En se montrant incapables de dénoncer aussi fermement la logique génocidaire d’Israël à Gaza que la folie meurtrière de Poutine en Ukraine, l’Europe et les États-Unis ont montré leur inconséquence.

Mais un autre soutien à l’Ukraine aurait, au minimum, fait en sorte que les procédures de contrôle et de transparence de ces dépenses soient à la hauteur de ces enjeux. Or, elles semblent tout à fait inefficaces. Paris a pu gonfler les chiffres de son aide militaire à l’Ukraine pendant des mois, comme Mediapart le révélait en mars 2024, sans que personne réagisse. Il a également fallu des enquêtes de presse pour révéler que dix États européens (dont la France jusqu’en 2020) avaient continué d’exporter des armes vers la Russie après l’embargo de 2014.

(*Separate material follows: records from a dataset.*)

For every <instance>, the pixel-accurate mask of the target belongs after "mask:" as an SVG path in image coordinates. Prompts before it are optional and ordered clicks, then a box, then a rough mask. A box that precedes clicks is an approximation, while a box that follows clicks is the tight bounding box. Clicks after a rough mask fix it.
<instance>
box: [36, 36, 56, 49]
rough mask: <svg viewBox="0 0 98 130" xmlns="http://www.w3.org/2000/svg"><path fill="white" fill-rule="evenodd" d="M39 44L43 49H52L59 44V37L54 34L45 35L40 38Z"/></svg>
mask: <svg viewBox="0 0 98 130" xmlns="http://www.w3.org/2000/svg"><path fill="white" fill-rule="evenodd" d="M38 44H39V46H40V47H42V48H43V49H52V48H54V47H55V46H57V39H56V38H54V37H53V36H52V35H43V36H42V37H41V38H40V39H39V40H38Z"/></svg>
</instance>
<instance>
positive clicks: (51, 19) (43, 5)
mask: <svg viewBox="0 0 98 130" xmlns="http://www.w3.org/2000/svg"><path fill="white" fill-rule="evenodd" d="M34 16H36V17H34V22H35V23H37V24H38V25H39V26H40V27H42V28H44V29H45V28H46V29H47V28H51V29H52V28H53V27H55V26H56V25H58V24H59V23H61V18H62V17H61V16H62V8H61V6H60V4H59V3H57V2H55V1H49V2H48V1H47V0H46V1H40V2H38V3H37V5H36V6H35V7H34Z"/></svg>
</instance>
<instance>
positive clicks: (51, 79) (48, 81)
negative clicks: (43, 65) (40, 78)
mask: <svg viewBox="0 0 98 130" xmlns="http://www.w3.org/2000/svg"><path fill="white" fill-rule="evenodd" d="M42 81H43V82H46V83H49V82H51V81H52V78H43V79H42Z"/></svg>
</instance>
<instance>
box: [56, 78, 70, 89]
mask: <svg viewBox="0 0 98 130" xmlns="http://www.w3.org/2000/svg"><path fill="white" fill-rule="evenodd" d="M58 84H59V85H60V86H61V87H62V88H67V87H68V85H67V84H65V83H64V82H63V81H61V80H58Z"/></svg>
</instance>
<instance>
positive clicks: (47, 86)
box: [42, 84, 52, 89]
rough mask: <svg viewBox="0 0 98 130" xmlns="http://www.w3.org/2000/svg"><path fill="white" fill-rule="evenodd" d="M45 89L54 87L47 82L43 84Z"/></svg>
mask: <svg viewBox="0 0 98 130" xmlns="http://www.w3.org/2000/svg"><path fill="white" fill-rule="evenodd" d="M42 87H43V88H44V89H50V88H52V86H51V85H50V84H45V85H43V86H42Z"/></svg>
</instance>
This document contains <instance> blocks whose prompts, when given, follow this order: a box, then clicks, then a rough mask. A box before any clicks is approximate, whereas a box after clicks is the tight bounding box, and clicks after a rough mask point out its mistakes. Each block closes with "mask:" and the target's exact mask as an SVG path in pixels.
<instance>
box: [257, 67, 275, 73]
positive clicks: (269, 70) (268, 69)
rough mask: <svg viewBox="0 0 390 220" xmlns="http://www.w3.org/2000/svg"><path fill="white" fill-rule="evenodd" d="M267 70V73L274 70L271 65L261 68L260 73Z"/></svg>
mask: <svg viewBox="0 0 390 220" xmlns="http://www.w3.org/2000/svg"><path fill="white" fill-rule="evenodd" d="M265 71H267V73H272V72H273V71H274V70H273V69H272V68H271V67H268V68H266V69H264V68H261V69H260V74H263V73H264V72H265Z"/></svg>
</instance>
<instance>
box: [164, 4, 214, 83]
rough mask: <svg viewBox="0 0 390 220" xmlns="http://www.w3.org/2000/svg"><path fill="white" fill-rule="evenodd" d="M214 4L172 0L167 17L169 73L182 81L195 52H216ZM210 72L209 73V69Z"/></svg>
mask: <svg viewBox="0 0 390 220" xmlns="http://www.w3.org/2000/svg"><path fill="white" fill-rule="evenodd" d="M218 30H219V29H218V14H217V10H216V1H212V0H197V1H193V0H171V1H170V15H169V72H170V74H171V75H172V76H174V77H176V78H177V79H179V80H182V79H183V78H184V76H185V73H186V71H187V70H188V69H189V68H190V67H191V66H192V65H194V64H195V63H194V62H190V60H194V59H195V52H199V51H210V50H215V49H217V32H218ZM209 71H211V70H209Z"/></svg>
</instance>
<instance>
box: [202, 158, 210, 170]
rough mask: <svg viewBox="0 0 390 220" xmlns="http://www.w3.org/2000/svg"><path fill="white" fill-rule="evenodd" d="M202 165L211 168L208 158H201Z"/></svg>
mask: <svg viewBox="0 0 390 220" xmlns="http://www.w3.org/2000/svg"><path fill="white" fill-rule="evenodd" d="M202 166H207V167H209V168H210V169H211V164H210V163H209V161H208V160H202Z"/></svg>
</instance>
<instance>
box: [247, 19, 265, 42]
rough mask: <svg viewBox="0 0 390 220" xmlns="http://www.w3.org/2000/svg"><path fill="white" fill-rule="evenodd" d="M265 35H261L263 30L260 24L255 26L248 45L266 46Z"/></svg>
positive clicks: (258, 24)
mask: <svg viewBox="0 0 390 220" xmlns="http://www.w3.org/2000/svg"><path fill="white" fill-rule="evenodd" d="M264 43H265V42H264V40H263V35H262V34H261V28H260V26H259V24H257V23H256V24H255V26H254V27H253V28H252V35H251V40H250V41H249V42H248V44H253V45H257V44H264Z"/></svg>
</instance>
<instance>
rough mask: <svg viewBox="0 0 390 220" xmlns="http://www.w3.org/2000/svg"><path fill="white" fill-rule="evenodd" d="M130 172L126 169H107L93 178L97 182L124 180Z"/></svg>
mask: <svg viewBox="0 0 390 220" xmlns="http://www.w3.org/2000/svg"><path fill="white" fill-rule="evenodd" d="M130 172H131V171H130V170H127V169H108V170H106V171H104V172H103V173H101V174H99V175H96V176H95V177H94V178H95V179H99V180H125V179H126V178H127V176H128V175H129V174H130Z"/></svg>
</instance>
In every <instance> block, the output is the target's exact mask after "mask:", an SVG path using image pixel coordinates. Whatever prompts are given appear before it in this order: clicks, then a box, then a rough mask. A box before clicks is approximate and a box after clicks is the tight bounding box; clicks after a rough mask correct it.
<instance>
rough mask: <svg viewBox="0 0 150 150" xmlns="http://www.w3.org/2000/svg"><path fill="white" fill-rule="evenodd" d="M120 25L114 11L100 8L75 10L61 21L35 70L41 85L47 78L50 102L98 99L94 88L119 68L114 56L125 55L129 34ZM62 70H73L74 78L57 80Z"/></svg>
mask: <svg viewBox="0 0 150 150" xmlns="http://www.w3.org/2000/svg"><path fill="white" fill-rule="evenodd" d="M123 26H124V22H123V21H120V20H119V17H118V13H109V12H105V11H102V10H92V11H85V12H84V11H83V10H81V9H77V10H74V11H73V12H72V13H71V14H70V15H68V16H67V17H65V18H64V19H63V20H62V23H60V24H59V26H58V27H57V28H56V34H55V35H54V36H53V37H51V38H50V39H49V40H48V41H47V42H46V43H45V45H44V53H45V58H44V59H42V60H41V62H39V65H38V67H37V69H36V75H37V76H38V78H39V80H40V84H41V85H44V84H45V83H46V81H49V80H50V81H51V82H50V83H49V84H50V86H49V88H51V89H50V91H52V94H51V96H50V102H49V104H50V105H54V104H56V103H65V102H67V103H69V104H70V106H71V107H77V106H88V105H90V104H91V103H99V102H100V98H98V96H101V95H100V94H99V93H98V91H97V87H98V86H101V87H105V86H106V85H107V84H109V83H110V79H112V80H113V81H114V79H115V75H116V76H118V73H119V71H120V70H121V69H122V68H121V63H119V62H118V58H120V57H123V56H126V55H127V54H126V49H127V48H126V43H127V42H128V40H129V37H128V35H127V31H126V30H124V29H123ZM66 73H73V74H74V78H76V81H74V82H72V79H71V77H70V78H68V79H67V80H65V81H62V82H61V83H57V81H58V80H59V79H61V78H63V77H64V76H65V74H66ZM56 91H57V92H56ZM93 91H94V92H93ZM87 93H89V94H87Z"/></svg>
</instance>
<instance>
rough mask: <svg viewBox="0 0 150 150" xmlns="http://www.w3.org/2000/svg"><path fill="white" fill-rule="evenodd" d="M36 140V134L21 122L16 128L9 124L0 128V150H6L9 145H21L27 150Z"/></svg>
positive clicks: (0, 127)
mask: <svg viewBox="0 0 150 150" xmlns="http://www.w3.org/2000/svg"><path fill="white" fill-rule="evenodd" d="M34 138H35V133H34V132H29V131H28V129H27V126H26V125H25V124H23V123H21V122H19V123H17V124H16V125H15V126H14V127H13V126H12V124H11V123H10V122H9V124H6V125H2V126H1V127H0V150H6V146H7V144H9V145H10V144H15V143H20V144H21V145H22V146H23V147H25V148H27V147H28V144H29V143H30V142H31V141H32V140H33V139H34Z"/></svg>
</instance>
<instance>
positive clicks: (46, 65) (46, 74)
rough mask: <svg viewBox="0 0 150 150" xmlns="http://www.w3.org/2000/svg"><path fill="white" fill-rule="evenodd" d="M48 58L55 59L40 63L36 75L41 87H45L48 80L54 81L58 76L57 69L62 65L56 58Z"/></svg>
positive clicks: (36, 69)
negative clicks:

Plus loin de l’Ukraine, mais symptomatique des insuffisances de ces politiques de contrôle : les Français·es n’ont toujours pas le droit de savoir quelles armes précises leur État a vendues aux autorités israéliennes engagées dans un probable génocide à Gaza. Paris leur a pourtant livré pour 30 millions d’euros d’armes en 2023.

Quant à savoir si cet argent, lorsqu’il est utilisé pour équiper l’armée française, est bien employé, il faudra repasser. Ces décisions sont prises dans un huis clos d’initiés, où les intérêts de l’État et de grandes entreprises privées se mélangent et parfois se confondent. Faute de volonté politique et d’organes de contrôle indépendants, les efforts vers une « défense européenne » aboutiront seulement à construire une Europe qui donne de plus en plus d’argent aux industriels de la défense.

Un soutien déterminé, progressiste et démocratique à l’Ukraine aurait, enfin, martelé que la défense du droit international ne vaut pas seulement lorsqu’il s’agit de dénoncer les agissements de la Russie de Vladimir Poutine.

En se montrant incapables de dénoncer aussi fermement la logique génocidaire d’Israël à Gaza que la folie meurtrière de Poutine en Ukraine, l’Europe et les États-Unis ont montré leur inconséquence, se sont rendus inaudibles auprès du reste du monde, et ont donné à Vladimir Poutine une occasion rêvée de pointer les hypocrisies de l’« Occident ». Il n’en demandait sans doute pas tant.